Tak lama kemudian, pada 11 November 1829 Pangeran Diponegoro nyaris tertangkap oleh pasukan gerak cepat ke-11 yang dikomandoi oleh Mayor A. V. Michiels di Pegunungan Gowong. Diponegoro lalu memutuskan untuk masuk ke hutan-hutan di sebelah barat Bagelen dengan hanya ditemani dua punakawan atau pengiring terdekat, yakni Bantengwerang dan Roto.
Di tangan keduanya pulalah, semua kebutuhan sang pangeran dilayani serta turut sebagai penunjuk jalan dan penasehatnya. Konon pengembaraan ini membawa sang pangeran sampai ke Sampang di daerah Remo, di hulu Kali Cincingguling, kawasan yang jauh antara Bagelen dan Banyumas.
Konon Pangeran Diponegoro terus mengembara dalam persembunyiannya. Menembus hutan perawan lebat, bersembunyi di gua-gua, mencari bantuan dimana itu dimungkinkan di tengah hujan lebat dan angin kencang. Sang pangeran kerap mengalami kekurangan makanan, tidak punya tempat berteduh di waktu malam.

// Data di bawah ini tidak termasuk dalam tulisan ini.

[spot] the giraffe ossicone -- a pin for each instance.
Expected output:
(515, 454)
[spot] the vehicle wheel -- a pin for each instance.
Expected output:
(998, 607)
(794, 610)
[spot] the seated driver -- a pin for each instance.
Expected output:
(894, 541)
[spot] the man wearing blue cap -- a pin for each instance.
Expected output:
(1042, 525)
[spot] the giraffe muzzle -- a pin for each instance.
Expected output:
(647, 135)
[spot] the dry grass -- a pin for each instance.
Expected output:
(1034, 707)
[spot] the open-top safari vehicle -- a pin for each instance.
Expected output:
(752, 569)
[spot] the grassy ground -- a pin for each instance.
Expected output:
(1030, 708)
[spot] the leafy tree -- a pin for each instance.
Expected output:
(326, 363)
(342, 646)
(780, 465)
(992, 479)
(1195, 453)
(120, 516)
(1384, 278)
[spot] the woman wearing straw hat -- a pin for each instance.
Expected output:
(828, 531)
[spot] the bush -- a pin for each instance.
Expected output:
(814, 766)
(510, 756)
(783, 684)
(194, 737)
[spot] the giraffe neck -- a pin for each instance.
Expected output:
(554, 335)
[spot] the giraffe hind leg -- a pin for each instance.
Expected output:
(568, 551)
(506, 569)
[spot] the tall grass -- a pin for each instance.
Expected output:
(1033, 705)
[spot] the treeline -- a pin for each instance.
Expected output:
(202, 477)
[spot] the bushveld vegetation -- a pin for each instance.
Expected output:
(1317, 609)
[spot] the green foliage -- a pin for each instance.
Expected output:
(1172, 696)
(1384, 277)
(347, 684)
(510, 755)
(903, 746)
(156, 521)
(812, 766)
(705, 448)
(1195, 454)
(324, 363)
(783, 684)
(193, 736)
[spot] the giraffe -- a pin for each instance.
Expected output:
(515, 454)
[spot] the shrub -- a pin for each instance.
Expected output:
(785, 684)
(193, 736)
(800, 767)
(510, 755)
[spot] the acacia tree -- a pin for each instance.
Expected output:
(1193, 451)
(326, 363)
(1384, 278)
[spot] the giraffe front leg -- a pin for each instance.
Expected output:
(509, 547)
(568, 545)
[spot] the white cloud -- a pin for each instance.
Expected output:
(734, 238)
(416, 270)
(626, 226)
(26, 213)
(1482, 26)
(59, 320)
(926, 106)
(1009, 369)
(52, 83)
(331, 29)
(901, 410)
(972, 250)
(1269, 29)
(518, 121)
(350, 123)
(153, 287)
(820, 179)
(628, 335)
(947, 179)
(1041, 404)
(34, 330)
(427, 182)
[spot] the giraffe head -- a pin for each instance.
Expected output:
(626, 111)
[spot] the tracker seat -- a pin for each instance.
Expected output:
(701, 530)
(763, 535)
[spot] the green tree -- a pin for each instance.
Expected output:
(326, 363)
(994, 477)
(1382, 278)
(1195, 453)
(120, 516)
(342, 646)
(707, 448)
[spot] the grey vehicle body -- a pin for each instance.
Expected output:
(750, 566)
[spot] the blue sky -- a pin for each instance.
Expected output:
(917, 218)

Nasib Pangeran Diponegoro kian miris ketika patih setianya Raden Adipati Abdullah Danurejo, membelot ke pihak Belanda. Ia pun terpaksa terus bersembunyi di lebatnya hutan, dengan harus menahan rasa sakit menderita luka di kakinya dan terkena sakit malaria yang membuat fisik sang pangeran melemah. Ia menanggung dengan tabah semua derita ini sampai 9 Februari 1830. Sang pangeran terus menanggungnya dengan tabah sampai akhirnya ketika negosiasi - negosiasi awal dengan Kolonel Jan Baptist Cleerens.